Nearly half the money spent on residential real estate in Manhattan during the first quarter of 2019 (45.4 percent, to be exact) was spent on the most expensive homes — those that sold for more than $4 million — according to information collected by Jonathan J. Miller, president of the appraisal firm Miller Samuel.
As for the most affordable homes — those priced under $1 million — only 14.5 percent of the money spent on real estate went toward buying them.
That might not seem surprising, but rewind to the third quarter of 2001 and you’ll find that ratio nearly inverted: 14 percent of the money spent went toward properties over $4 million, while 42 percent went to those under $1 million. (The share spent on homes in the middle, between $1 million and $4 million, has remained relatively unchanged.)
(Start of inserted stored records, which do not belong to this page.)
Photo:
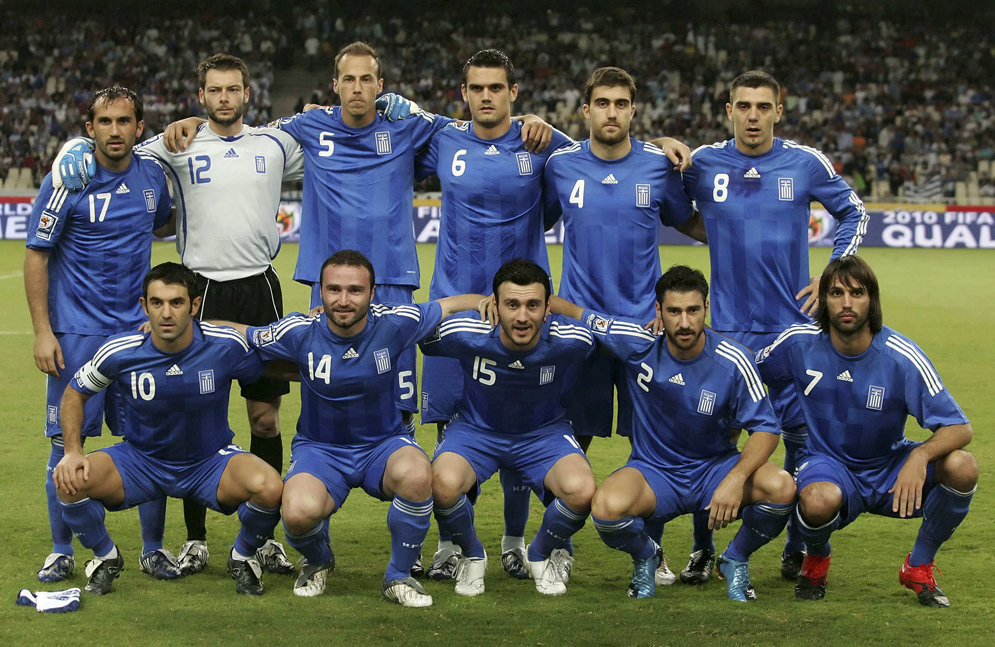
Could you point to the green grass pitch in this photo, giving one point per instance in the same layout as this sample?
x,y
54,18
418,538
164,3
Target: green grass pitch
x,y
943,299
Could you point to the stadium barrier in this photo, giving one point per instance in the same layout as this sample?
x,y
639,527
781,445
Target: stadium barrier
x,y
890,225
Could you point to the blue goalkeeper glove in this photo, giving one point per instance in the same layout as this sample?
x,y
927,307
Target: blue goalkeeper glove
x,y
395,107
75,165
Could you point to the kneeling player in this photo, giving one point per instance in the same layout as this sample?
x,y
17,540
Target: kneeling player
x,y
509,416
349,434
859,382
175,383
689,388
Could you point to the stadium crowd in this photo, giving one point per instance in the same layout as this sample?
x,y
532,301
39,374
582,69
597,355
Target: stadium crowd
x,y
907,107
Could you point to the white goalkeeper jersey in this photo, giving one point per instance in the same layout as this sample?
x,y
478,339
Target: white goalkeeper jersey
x,y
227,195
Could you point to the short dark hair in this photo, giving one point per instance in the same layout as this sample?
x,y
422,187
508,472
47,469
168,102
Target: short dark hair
x,y
611,77
349,258
172,274
222,63
107,95
683,279
490,58
755,79
359,48
850,271
522,272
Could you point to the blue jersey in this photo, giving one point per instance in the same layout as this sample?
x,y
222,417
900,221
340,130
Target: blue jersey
x,y
508,391
358,190
757,211
347,383
612,211
856,407
683,410
491,205
99,243
176,404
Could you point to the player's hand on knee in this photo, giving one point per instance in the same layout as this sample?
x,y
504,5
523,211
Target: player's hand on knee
x,y
908,486
536,134
71,473
811,295
395,107
75,165
48,354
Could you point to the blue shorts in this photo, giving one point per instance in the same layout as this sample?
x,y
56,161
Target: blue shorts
x,y
785,401
406,386
76,351
344,467
681,491
146,478
532,454
863,490
589,397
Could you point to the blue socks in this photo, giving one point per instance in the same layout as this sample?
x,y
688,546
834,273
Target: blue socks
x,y
86,518
314,544
942,512
761,522
257,525
559,523
626,534
408,523
456,521
516,503
62,535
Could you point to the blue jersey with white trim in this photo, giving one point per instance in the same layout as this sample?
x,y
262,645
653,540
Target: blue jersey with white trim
x,y
99,243
491,205
612,211
176,404
683,410
507,391
347,383
358,190
757,214
856,406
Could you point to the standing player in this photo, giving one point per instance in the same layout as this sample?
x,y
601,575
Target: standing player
x,y
174,383
613,192
491,202
754,192
688,389
349,433
509,416
228,183
859,382
86,254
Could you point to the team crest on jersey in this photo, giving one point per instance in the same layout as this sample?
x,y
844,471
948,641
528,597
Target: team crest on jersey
x,y
382,358
46,225
383,142
206,379
875,398
706,403
524,163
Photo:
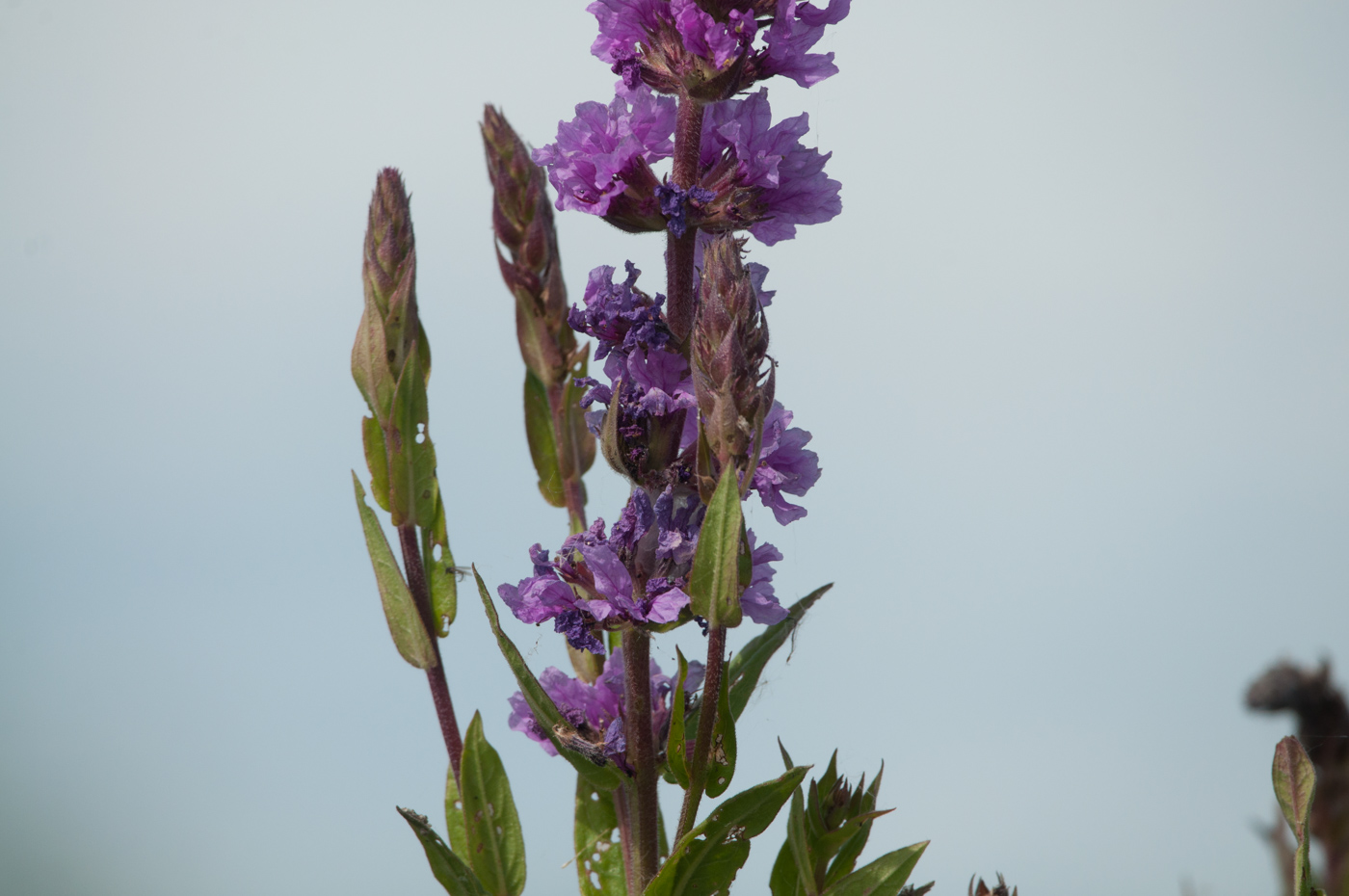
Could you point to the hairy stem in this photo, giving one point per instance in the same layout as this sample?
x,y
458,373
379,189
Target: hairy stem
x,y
703,741
435,675
641,754
678,250
569,459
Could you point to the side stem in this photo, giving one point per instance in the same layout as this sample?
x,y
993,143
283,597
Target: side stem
x,y
703,741
641,756
569,459
435,675
678,250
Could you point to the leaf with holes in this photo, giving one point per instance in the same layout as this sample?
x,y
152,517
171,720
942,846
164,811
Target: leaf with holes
x,y
491,825
452,873
676,744
599,853
542,440
721,764
411,458
606,777
400,612
883,878
707,851
441,578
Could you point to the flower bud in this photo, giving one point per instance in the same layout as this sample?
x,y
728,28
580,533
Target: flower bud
x,y
390,329
522,222
732,374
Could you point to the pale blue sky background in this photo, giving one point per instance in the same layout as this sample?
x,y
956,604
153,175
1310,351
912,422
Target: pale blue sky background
x,y
1074,356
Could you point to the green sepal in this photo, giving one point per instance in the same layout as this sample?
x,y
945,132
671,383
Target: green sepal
x,y
405,623
1295,787
597,848
721,764
491,825
707,858
676,744
455,829
441,579
377,461
451,871
549,720
542,440
411,464
883,878
714,580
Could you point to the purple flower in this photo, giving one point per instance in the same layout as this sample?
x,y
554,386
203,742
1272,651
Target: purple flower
x,y
795,30
596,711
623,24
583,593
788,182
758,600
785,464
606,147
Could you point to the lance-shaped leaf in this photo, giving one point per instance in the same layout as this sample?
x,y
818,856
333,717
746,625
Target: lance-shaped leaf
x,y
411,458
455,828
714,580
676,743
400,610
745,668
707,858
604,777
491,825
452,873
1295,785
441,578
883,878
599,853
721,764
377,459
542,440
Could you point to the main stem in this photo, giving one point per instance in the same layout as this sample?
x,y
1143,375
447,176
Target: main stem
x,y
703,741
641,756
435,675
678,250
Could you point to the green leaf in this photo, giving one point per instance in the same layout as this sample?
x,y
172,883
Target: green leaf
x,y
370,360
714,580
495,842
704,859
883,878
745,668
1295,785
676,743
800,846
542,440
721,764
599,855
411,458
455,828
604,777
441,578
405,623
377,461
452,873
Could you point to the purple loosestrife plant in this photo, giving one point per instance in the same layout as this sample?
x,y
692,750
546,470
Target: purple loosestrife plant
x,y
685,409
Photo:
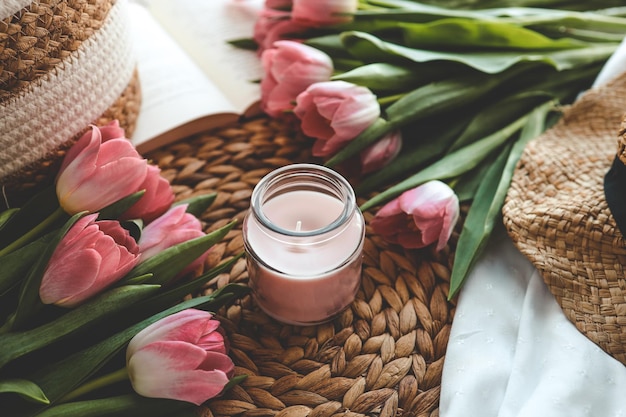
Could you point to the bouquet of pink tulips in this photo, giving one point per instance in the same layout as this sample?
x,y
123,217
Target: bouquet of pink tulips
x,y
428,104
94,271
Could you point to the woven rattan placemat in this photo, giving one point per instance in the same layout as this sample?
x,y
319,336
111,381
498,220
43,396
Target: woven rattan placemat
x,y
382,357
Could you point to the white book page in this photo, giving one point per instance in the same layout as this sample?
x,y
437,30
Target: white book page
x,y
203,28
174,89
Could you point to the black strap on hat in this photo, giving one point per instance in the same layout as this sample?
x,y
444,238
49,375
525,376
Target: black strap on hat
x,y
615,192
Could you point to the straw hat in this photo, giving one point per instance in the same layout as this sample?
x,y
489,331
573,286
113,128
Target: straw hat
x,y
64,64
557,214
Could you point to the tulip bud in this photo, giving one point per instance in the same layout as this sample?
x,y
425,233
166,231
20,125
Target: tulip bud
x,y
91,256
158,197
419,217
95,174
323,12
181,357
335,112
289,68
174,227
381,153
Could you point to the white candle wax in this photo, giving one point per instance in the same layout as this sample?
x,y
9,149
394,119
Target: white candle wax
x,y
304,277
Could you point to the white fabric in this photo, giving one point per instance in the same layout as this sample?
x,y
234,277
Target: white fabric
x,y
513,353
67,99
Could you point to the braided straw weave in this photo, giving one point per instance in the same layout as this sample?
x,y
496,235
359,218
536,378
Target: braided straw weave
x,y
63,65
558,217
383,356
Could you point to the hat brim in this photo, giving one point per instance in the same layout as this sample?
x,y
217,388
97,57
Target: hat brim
x,y
557,215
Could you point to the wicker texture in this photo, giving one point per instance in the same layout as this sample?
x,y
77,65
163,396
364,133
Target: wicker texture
x,y
40,172
383,356
65,64
558,217
39,37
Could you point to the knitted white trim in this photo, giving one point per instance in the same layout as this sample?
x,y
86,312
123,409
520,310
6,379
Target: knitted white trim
x,y
9,7
67,99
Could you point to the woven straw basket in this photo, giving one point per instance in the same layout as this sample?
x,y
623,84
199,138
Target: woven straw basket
x,y
557,215
64,64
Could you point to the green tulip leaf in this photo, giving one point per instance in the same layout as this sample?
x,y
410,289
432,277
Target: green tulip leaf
x,y
422,143
89,314
499,114
428,101
487,204
129,405
452,165
171,296
369,48
29,303
169,262
197,205
475,35
134,227
115,210
60,378
383,76
35,211
25,389
16,264
6,215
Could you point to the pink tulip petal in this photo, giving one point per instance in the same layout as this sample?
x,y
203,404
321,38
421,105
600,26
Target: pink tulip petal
x,y
170,370
61,283
185,325
106,186
81,156
116,149
112,131
449,221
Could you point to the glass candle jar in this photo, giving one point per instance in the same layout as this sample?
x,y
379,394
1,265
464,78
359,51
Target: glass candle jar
x,y
304,238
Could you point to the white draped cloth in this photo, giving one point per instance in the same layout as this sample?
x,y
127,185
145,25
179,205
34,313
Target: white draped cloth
x,y
513,353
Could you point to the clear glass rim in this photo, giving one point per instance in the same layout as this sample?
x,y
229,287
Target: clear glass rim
x,y
320,173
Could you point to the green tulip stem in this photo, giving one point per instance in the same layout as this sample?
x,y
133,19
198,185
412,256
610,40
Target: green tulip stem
x,y
100,382
384,101
34,233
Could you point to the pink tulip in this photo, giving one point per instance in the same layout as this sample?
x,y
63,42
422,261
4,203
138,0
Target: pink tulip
x,y
95,174
419,217
174,227
381,153
157,199
112,131
91,256
278,4
323,12
335,112
290,67
182,357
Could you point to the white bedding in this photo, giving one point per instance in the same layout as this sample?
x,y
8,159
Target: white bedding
x,y
512,352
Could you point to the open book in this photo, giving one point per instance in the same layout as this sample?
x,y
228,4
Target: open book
x,y
191,78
Why the huge growth at the top? Simply put, the high cost of land combined with easily available capital made building anything but the highest-end properties unappealing to investors and developers, said Mr. Miller, who began charting the dollar distribution among these price ranges in the days following the Sept. 11 attacks, anticipating that the event might affect the market.
Lower interest rates and tax credits for first-time home buyers helped boost the under-$1 million market and tamp down the high end somewhat, he noted, but ultimately the over-$4 million market continued its upward trajectory, accelerated by a flood of foreign wealth.
While recent reports suggest that growth at the high end may finally be slowing, the figures for the third quarter of every year since 2001 show just how relentless that growth has been.